Just Stop Oil protesters have been arrested for failing to move out of the road in Parliament Square in their latest slow march.
The group said 10 supporters, including a wheelchair-dependent retired cook and members of Christian Climate Action, were detained by police on Wednesday.
They were among a larger group of 56 activists who were staging a slow march near the Houses of Parliament, following earlier protest action in west London when the A4 was blocked during rush hour.
The Metropolitan Police later said 12 protesters were arrested in Parliament Square for failing to comply with conditions when imposed, and officers continued to monitor the situation.
JSO has held demonstrations every day since April 24, and has pledged to carry on indefinitely until the Government stops granting new licences for gas, coal and oil.
Those arrested included grandmother Ari Rox, 74, from Exeter, who has post-polio syndrome and uses a wheelchair, along with her carer for the day, Larch Maxey, who were removed from Parliament Square in a taxi.
Mr Maxey told the PA news agency the Government should do the “honourable thing” and stop issuing the new licences for fossil fuels, adding: “We’re here at the heart of democracy asking for that demand to be met.”
The group posted footage online of the protests on roads near West Kensington tube station on Wednesday morning, including the A4, with one police officer dragging a supporter along the ground by his hi-vis vest amid attempts to clear the way.
Officers have power under the new Public Order Act to make activists move out of the road or face arrest.
An entry on the Metropolitan Police Events Twitter account at 8.45am said that the road was clear.
Wednesday’s march followed protests on Tuesday where JSO supporters blocked four bridges in London.
Tempers have frayed among members of the public amid the traffic hold-ups, with heated scenes earlier in the month as drivers tried to physically force protesters from the roads and snatched banners.
There was also irritation as protesters threw orange paint over a garden at the Chelsea Flower Show, and disrupted the Gallagher Premiership rugby final at Twickenham by invading the pitch and throwing orange powder paint.
The Metropolitan Police has spent £3.5 million policing the protests in the month from April 24 alone, on top of £7.5 million spent by the force dealing with JSO action between October and December last year.
Temporary Assistant Commissioner Matt Twist last week urged the public to wait for the police to deal with the demonstrations.
He said: “We absolutely understand why those who are caught up in traffic delays will be frustrated.
“I would urge the public not to intervene or take matters into their own hands, but to call the police, let us know where the incident is and we will get there quickly.”
The time between officers arriving at each scene and imposing conditions to move protesters out of the road has been between 13 and 19 minutes for the recent marches, he added.

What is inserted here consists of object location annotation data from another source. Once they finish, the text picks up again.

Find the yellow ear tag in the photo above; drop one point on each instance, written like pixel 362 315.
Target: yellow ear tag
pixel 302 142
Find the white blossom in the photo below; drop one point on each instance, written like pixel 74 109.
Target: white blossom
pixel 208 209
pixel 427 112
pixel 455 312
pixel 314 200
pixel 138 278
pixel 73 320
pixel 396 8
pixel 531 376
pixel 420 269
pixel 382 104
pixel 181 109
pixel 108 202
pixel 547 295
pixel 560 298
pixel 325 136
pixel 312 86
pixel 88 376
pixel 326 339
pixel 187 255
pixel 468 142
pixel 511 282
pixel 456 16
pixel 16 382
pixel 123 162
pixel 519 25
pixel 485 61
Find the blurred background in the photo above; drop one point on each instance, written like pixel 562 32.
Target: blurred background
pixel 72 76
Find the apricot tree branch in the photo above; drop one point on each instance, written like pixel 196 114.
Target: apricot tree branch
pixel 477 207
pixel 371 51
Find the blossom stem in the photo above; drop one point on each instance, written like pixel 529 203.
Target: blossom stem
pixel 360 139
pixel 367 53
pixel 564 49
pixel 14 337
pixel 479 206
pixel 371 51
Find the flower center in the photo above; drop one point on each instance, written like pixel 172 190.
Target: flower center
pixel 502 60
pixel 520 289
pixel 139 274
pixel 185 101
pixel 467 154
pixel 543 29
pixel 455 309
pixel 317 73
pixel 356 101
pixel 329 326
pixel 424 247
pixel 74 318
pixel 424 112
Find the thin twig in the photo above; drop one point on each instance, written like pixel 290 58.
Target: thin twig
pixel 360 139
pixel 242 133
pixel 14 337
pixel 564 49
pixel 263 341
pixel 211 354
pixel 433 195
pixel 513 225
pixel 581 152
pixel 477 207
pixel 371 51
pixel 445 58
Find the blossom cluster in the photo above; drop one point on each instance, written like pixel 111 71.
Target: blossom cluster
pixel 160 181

The latest demonstration came amid a political debate over donations to the Labour party by businessman Dale Vince, who has given about £1.5 million in the past 10 years and also supports JSO.
Over the weekend, Home Secretary Suella Braverman told The Daily Telegraph newspaper that Labour leader Sir Keir Starmer was “in bed” with Just Stop Oil donors and Tory party chairman Greg Hands urged Labour to hand back the money.
But shadow international trade secretary Nick Thomas-Symonds said Mr Vince is “a perfectly legitimate person” to make donations, and his support does not affect Labour’s opposition to JSO’s tactics.
In response to the “right-wing mudslinging”, Mr Vince, founder of green energy company Ecotricity, said he would double any donations made to JSO in the next 48 hours.
Responding to the officer’s actions dragging the protester, a Met spokesman said: “Officers were on the scene at 08.15am policing Just Stop Oil protesters walking slowly in Talgarth Road, Hammersmith.
“A short time later, a protester was in a lane of oncoming traffic. Officers on the ground have to make quick time assessments based on unfolding events.
“Therefore the police officer quickly moved the protester out of the way to prevent them being harmed as they posed a danger to themselves and other road users.”